После окончания чистки я оказался исключенным. Все аппеляции мои прошли безрезультатно. После отказа мне центральной комиссией я написал заявление на имя товарища Сталина. От референта Сталина получил ответ, что заявление направлено в центральную комиссию для пересмотра. Через месяц получил окончательный отказ.
Я был очень возбужден, обругал комиссию, как кучер лошадей. Приехал сын Иван, он был дружен с Емельяном Ярославским и его женой Клавдичкой, писал с ними вместе книгу, писал также книгу о жене Дзержинского, что-то писал о Крупской. Он много раз общался с Крупской как журналист и всегда рассказывал про то, какую тяжелую опухшую руку она подает при встрече.

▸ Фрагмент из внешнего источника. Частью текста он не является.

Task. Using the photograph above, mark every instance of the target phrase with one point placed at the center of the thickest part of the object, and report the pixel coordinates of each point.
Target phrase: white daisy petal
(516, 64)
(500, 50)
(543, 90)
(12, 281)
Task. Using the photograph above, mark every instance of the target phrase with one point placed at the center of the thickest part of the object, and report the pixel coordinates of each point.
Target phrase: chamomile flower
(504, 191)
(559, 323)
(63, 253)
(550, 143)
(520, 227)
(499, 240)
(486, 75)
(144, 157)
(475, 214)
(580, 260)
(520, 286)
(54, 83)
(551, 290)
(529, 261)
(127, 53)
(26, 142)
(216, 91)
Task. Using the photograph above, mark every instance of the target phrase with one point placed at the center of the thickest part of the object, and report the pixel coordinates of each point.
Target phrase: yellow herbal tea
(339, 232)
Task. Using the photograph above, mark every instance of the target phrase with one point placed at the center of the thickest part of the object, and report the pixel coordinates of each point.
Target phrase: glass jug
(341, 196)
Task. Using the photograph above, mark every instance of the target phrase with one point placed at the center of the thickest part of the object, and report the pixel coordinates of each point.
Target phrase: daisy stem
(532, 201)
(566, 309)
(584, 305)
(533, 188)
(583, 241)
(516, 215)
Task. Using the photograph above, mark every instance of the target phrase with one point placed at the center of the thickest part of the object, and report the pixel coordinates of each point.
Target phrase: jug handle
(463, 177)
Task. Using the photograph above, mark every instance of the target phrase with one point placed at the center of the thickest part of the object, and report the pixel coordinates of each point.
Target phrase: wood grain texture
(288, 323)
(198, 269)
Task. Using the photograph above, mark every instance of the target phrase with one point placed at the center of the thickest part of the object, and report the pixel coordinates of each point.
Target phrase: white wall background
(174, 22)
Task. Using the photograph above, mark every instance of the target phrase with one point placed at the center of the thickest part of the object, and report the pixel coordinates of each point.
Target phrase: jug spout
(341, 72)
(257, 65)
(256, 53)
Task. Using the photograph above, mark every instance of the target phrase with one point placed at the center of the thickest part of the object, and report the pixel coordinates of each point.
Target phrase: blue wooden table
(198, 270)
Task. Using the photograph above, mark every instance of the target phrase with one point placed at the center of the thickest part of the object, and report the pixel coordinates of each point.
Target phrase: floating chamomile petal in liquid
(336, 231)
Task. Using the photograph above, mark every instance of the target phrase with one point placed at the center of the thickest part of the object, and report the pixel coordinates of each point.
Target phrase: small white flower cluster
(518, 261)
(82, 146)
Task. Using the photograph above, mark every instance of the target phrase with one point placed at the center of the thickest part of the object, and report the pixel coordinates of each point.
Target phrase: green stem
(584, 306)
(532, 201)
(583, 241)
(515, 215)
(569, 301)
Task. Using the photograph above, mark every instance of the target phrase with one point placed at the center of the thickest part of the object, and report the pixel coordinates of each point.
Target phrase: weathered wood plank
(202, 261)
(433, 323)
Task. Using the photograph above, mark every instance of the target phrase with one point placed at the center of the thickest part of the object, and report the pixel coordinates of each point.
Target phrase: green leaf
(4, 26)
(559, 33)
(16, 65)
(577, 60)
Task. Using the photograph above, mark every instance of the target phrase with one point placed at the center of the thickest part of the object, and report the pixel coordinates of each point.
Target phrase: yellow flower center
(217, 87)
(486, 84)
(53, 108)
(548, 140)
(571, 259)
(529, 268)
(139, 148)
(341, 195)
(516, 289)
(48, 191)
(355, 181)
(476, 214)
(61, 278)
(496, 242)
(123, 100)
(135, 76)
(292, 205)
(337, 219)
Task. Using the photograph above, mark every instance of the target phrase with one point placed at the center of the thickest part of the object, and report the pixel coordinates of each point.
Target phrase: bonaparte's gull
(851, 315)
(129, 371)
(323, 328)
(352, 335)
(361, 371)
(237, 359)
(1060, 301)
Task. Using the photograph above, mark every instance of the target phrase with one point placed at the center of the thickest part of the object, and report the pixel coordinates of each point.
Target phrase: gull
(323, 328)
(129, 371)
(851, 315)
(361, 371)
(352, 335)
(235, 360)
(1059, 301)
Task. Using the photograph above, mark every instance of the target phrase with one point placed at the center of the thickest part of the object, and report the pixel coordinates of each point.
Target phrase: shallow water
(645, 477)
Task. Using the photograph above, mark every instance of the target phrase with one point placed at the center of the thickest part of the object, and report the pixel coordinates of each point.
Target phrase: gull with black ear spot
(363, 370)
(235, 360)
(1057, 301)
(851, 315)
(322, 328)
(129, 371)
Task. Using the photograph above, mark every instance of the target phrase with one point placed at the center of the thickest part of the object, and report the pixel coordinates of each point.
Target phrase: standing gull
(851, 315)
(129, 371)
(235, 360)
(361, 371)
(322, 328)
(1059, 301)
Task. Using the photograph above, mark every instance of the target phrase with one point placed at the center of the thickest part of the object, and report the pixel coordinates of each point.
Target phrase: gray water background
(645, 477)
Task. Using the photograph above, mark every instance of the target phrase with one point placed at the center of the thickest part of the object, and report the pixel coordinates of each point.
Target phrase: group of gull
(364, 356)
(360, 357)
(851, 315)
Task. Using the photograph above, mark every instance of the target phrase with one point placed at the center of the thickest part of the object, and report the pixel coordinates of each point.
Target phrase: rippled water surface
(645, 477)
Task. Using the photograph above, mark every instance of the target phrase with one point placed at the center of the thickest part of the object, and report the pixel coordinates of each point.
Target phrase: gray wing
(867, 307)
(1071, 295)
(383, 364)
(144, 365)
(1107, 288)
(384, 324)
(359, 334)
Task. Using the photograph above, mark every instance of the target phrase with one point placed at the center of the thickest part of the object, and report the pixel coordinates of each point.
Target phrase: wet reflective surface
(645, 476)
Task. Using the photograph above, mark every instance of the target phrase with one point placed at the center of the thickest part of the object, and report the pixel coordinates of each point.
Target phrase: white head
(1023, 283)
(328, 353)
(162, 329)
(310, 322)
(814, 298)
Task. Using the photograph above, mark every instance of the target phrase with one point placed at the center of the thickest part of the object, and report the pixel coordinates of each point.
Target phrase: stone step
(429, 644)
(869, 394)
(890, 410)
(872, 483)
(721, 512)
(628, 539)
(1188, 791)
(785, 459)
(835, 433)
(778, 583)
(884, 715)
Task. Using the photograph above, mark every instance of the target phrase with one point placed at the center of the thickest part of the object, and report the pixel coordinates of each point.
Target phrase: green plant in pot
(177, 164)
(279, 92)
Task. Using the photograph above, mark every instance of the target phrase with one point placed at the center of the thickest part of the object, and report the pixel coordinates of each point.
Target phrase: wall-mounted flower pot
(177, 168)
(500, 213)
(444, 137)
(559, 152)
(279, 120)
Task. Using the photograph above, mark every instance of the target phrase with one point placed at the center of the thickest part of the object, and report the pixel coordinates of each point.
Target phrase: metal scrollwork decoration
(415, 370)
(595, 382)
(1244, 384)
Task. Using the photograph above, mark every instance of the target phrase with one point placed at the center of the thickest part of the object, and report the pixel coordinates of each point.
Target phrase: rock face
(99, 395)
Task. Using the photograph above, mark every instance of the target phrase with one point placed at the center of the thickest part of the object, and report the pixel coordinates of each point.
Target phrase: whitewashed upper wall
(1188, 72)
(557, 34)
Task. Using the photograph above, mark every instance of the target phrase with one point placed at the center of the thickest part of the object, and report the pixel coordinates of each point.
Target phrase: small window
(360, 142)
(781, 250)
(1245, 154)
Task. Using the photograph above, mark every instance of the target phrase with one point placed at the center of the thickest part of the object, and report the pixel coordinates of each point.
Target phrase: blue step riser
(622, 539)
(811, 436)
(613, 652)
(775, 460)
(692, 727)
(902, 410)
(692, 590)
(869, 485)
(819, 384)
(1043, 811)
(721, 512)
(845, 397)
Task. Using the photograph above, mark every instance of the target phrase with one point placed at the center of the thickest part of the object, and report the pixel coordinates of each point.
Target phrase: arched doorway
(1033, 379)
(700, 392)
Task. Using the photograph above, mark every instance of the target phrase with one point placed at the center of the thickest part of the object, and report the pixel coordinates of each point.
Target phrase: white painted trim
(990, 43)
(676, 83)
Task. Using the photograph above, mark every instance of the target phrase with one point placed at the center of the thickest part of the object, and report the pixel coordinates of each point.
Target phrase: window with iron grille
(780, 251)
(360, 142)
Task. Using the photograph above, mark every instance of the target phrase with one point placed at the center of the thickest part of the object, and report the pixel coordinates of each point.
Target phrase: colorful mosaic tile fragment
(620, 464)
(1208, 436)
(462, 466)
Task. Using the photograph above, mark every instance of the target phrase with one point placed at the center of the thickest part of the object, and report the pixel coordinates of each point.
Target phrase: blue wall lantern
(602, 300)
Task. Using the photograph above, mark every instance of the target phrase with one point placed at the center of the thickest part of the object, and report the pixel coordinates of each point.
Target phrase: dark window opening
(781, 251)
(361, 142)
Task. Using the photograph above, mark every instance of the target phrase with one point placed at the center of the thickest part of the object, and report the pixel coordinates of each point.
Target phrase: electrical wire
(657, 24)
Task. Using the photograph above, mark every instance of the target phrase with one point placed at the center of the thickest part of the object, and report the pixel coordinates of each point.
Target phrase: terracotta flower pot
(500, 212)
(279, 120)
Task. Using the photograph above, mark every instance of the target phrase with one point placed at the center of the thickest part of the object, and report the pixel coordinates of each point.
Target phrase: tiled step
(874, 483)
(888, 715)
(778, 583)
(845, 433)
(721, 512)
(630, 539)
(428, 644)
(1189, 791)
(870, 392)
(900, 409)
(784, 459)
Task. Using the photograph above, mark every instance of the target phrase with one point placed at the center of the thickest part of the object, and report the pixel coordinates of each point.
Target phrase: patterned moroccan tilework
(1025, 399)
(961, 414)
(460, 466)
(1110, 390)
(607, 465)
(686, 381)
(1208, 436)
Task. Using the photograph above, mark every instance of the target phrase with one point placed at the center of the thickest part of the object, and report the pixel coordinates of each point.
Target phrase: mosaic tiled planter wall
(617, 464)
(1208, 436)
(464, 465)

Иван предложил искать помощи у его высоких знакомых. Я отказался, моя гордость этого не выдерживала. С работы я был уволен и после исключения из партии смог устроиться только на производство к верстаку. Выполнял все общественные нагрузки, в разговорах защищал линию партии и вообще вел себя так, как будто меня никто не исключал. Как мне тяжело, знали только я да Наташа. У верстака я долго не простоял, был назначен мастером цеха, снова стал избираться в президиумы всяких собраний и проводить производственные и политические беседы.
С деньгами, конечно, было плоховато, семья большая, но как-то я её тянул. Девчата мои подросли, Евдокия и Александра поступили в институты. Николай сначала высшего образования не захотел и пошел ко мне в цех работать. Это уже потом он начал расти и стал крупной областной номенклатурой.
Началась компания выявления врагов народа, в администрации завода было выявлено человек пятнадцать, занимающих должностные посты. А какие там враги? Люди хорошо работали, кто-то этому завидовал и собирал материал, что они враги. Я такие вещи уже хорошо по себе знал. И на собрании резко выступил по этому поводу, что работать надо, а не врагов искать.
Администрация меня поддерживала, но парторг и профорг хотели от меня избавиться, устроили товарищеский суд по заявлению женщины, которая написала, что я имею к ней мужские притязания. Я написал заявление, что считаю решение суда неправильным, и все рабочие его подписали. Парторг это заявление порвал на наших глазах и бросил в корзину. Я пошёл к начальнику цеха за увольнением и расчётом, тот сначала заявил, что никакое решение дурацкого суда ему не указка, но через три дня на него нажали, и он дал мне расчет.
Я подал в суд на отмену решения товарищеского суда. Вскоре получил повестку и был вызван на допрос. По тому, как вёлся допрос, понял я, что никаких законов не существует. Я требовал официального суда, умные люди меня отговаривали, но моё дурацкое самолюбие взяло верх. На суде было полное бесстыдство, мне не дали слова, адвокат, приглашенная мною для защиты, не явилась, и мне присудили два года. Потом эта женщина — юрист пришла в тюрьму, что-то стала придумывать. Я попросил её честно признаться, что ей дали указание, она покраснела и призналась.